Faz tempo que sinto meu romance com Fábio perdendo as poucas forças que tinha. Namoramos há dois anos, mas só agora consigo admitir para mim mesma que buscava algo mais intenso e mais sólido do que o que vivo com ele.

O que mais me incomoda no Fábio é seu jeito ciumento e possessivo. Isso me faz mal, me deixa com vergonha. Ontem mesmo ele fez uma cena patética, durante nosso jantar de aniversário de namoro. O funcionário do restaurante foi atencioso comigo, exatamente como foi com ele e de repente, lá estava o Fábio destratando o rapaz, dizendo poucas e boas para ele, exigindo respeito. Fiquei com ódio. Não é a primeira vez que ele apronta algo assim. Conclusão: Deixei o restaurante no mesmo instante pedindo que ele não viesse atrás de mim.

Conheci o Fábio na autoescola. Ele parecia um cara legal e acabamos tendo uma amizade bacana. O pai dele foi assassinado durante um assalto, no dia da nossa prova de direção. Nem pudemos comemorar nossa aprovação porque quando ele ligou para casa, louco para contar a novidade para os pais e os irmãos, soube da tragédia e ficou muito mal.

Acabamos nos aproximando muito por conta disso. Me deixei levar pela tristeza dele e quando me dei conta, ele já estava me apresentando a todos como sua namorada. Não teve nada combinado antes. Nenhuma conversa, nenhum aviso. Ele decidiu assim e viramos namorados. Não gostei disso, mas ele estava tentando lidar com a perda, por isso deixei o barco correr.

Nunca esqueci tudo que vivi com Cláudio. Não passa sequer um dia em que eu não pense nele, em que eu não me pergunte por onde ele anda, o que tem feito da vida e se um dia a gente voltará a se esbarrar. "Será que sente minha falta assim como eu sinto a sua?"

Levanto e pego minha caixinha de cartas.

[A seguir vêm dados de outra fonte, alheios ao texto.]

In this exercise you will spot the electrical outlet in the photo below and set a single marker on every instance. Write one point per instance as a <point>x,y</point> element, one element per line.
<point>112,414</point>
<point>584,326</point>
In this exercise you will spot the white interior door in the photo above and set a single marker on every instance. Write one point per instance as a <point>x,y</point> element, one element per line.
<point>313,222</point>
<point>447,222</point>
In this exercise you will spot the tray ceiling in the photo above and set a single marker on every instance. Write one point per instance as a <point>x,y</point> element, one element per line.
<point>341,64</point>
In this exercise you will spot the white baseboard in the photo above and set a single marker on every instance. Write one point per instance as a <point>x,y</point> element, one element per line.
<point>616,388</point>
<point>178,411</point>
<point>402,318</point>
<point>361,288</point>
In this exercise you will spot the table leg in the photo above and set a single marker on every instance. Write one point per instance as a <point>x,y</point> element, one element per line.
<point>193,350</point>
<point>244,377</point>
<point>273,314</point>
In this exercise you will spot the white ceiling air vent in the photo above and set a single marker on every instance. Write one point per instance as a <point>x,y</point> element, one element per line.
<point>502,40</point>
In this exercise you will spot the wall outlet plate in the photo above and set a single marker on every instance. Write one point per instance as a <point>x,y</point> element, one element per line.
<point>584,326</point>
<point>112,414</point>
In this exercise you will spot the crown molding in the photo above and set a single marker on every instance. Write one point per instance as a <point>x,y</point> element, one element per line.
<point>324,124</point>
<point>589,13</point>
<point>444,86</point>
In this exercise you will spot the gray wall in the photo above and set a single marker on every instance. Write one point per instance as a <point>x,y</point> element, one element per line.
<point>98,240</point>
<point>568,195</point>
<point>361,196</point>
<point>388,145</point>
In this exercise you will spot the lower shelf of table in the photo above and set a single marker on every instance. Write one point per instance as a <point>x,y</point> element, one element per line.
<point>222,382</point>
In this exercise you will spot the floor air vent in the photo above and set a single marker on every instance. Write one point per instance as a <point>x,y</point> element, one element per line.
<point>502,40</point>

Tem muitas cartas e bilhetinhos dele aqui, guardados como se fossem relíquias. Mas essas que ele me enviou quando nos tornamos namorados são as que mais releio.

Volto para a cama e coloco uma música no celular. Desdobro essa ultima carta que encontrei presa na fresta da janela da minha antiga casa. Não é sempre que consigo relê-la. Mas preciso disso hoje.

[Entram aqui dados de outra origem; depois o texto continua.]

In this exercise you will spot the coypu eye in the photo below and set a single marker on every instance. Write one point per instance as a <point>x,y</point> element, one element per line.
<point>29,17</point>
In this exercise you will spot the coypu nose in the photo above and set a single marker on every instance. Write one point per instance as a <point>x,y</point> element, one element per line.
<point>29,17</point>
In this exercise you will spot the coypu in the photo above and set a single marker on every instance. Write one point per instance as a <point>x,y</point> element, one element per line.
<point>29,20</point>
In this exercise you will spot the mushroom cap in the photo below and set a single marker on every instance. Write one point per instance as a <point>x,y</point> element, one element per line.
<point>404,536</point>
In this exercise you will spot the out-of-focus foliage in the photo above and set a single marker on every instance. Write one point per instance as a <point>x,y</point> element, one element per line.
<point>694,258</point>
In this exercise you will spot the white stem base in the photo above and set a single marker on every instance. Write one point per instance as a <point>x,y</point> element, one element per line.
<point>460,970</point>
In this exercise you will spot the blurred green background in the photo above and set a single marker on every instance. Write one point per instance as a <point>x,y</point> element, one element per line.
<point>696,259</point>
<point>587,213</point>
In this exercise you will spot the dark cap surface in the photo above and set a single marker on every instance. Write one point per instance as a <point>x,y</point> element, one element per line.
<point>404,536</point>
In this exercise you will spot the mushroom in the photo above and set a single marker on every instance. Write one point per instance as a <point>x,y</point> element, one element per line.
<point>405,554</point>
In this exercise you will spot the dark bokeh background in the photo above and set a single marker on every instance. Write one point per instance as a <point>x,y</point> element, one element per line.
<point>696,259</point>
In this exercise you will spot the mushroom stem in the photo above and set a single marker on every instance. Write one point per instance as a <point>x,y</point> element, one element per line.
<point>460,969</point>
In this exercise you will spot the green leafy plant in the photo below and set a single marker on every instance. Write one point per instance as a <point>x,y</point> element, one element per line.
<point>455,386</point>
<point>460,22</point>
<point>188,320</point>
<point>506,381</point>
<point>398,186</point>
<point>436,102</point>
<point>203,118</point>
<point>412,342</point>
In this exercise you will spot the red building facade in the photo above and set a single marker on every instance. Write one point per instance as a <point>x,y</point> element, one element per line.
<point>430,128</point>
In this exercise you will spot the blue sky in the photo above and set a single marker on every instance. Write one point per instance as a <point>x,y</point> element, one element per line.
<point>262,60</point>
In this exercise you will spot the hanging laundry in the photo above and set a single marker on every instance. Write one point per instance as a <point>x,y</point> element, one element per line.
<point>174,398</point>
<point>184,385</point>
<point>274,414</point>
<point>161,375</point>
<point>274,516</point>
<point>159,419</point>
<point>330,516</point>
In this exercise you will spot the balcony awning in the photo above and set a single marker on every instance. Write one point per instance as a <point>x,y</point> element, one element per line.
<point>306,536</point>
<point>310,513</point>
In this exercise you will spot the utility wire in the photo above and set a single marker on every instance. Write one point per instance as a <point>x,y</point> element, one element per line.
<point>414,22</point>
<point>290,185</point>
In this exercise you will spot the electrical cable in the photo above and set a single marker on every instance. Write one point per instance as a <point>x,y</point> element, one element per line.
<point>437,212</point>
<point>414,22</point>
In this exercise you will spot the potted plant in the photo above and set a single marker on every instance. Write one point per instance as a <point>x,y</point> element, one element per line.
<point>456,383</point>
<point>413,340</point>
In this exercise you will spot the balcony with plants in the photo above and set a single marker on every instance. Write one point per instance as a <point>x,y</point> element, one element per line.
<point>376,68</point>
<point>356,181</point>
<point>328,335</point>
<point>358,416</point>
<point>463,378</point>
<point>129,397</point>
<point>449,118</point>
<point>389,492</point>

"Naná, não sei o que aconteceu aqui. Tá tudo muito errado com meu pai e minha mãe. Ela disse que vamos embora pra longe, agora. Não sei para onde.

Eu queria muito ficar aqui, mas ela disse que não posso.

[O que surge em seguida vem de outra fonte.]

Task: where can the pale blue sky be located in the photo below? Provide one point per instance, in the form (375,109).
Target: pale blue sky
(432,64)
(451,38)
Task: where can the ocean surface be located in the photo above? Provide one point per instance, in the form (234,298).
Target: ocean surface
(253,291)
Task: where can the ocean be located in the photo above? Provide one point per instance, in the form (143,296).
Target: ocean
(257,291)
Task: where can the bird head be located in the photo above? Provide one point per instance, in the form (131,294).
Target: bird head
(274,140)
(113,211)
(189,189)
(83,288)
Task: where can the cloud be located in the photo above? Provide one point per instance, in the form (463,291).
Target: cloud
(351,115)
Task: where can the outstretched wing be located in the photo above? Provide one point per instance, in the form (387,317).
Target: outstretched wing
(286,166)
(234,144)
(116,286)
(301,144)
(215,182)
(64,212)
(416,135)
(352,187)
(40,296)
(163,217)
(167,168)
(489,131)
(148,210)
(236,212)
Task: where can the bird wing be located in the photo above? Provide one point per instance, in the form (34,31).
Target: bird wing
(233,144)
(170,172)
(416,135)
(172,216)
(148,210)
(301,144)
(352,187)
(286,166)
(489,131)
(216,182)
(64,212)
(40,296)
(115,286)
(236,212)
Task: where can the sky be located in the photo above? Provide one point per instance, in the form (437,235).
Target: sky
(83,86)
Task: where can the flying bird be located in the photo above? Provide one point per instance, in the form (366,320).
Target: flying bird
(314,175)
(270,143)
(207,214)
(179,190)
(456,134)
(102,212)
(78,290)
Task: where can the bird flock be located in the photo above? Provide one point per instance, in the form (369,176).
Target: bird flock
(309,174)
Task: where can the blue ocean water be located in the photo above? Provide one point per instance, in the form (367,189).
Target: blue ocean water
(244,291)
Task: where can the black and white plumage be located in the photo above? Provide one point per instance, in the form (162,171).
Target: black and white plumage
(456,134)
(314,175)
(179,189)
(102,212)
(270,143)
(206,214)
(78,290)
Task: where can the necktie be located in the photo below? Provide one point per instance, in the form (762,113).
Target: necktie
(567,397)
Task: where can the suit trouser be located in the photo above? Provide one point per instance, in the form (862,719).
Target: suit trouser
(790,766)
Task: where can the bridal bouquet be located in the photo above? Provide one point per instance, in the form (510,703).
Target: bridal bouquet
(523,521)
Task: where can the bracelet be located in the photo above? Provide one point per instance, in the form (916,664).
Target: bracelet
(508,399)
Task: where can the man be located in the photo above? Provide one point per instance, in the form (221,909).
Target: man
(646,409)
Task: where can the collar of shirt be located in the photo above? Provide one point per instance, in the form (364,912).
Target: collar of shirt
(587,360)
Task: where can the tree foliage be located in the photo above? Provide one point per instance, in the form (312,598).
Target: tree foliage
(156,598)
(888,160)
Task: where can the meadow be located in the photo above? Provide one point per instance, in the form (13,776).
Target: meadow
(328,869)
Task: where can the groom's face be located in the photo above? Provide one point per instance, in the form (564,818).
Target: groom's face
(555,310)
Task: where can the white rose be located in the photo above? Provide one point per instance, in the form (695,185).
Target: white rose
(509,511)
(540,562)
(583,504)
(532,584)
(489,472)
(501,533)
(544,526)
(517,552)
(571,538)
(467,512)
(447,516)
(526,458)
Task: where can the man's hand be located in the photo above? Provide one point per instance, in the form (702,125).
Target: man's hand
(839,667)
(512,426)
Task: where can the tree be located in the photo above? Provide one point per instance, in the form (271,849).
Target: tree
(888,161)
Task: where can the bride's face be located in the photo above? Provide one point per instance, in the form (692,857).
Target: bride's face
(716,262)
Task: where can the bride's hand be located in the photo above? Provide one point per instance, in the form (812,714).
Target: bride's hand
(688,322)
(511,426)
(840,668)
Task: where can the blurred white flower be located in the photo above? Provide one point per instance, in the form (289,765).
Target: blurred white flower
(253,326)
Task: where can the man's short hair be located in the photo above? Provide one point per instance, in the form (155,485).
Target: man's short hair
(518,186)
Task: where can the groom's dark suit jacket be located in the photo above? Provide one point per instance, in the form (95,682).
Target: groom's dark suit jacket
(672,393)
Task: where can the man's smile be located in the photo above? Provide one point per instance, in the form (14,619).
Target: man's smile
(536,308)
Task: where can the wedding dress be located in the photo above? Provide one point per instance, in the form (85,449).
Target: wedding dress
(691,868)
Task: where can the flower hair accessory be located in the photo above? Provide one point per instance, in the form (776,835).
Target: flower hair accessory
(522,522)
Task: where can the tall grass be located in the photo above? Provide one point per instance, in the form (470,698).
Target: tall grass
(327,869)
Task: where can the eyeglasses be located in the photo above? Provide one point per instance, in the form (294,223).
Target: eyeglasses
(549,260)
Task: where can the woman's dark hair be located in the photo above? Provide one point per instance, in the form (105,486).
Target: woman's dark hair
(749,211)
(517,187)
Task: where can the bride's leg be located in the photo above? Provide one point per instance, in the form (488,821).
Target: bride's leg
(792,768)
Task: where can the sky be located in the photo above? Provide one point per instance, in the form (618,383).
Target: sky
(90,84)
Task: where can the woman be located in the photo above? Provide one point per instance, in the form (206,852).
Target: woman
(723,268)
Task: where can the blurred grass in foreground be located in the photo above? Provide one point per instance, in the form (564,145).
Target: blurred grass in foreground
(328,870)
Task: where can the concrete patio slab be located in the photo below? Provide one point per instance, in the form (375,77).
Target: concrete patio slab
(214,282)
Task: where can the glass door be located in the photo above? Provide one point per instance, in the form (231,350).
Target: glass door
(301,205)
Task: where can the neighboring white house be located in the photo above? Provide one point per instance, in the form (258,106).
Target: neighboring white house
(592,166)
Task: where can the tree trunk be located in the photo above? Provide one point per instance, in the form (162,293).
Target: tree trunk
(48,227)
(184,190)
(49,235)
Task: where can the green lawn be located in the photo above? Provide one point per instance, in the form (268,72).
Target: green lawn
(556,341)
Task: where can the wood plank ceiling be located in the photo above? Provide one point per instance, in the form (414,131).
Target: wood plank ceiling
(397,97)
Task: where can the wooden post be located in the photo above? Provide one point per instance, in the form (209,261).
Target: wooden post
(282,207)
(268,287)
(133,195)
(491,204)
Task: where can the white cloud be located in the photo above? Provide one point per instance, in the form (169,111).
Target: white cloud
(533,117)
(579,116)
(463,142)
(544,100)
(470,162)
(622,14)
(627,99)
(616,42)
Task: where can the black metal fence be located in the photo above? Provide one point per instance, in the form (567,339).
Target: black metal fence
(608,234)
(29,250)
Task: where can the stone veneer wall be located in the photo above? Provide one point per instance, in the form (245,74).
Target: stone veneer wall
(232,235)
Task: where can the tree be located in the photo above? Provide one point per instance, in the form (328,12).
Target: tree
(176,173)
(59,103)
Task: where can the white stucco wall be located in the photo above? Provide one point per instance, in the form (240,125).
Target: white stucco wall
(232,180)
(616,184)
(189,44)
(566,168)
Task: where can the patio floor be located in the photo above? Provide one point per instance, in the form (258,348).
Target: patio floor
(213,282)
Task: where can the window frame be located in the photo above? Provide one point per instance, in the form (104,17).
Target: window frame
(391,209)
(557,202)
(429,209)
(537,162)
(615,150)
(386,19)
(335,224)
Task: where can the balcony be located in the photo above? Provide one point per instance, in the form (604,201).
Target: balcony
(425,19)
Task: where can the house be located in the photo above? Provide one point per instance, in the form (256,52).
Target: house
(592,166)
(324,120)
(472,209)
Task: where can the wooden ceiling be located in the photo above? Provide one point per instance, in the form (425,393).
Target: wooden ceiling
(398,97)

Eu volto. Volto para buscar você!

Não se esqueça que te amo e que um dia a gente vai se casar e ter sete filhinhos. Me espera."

Ele sempre me chamou de Naná. Minha mãe diz que essa foi a primeira palavra que ele disse quando eu ainda estava na barriga dela e quando nasci, tia Ana foi nos visitar no hospital e Cláudio fez o maior berreiro, querendo me levar para casa. Deixou as enfermeiras enlouquecidas, repetindo em prantos: "É minha! É minha!"

Quatorze anos sem saber dele... Nunca mais tivemos qualquer notícia.

O que ameniza minha saudade é a convivência que tenho com o tio Mauro e com a nova família dele. Tio Mauro cometeu erros em seu primeiro casamento, mas não merecia ficar sem o filho. Ele sofre bastante com essa ausência. Ele e Cláudio se davam muito bem, eram muito companheiros. A tia Ana não tinha esse direito de separá-los. Mas quem sou eu para julgar? Ela foi traída, dentro de sua própria casa. Tio Mauro tinha um caso fazia tempos com uma vizinha nossa. Tia Ana não soube lidar com isso e quando descobriu, só quis desaparecer.

Acordo com alguém me fazendo cócegas e abro os olhos, assustada. É a minha prima Laís.

— Ei, vai dormir o sábado inteiro? Existe vida lá fora, sabia, preguiçosa? — ela vai dizendo e abrindo as janelas do meu quarto.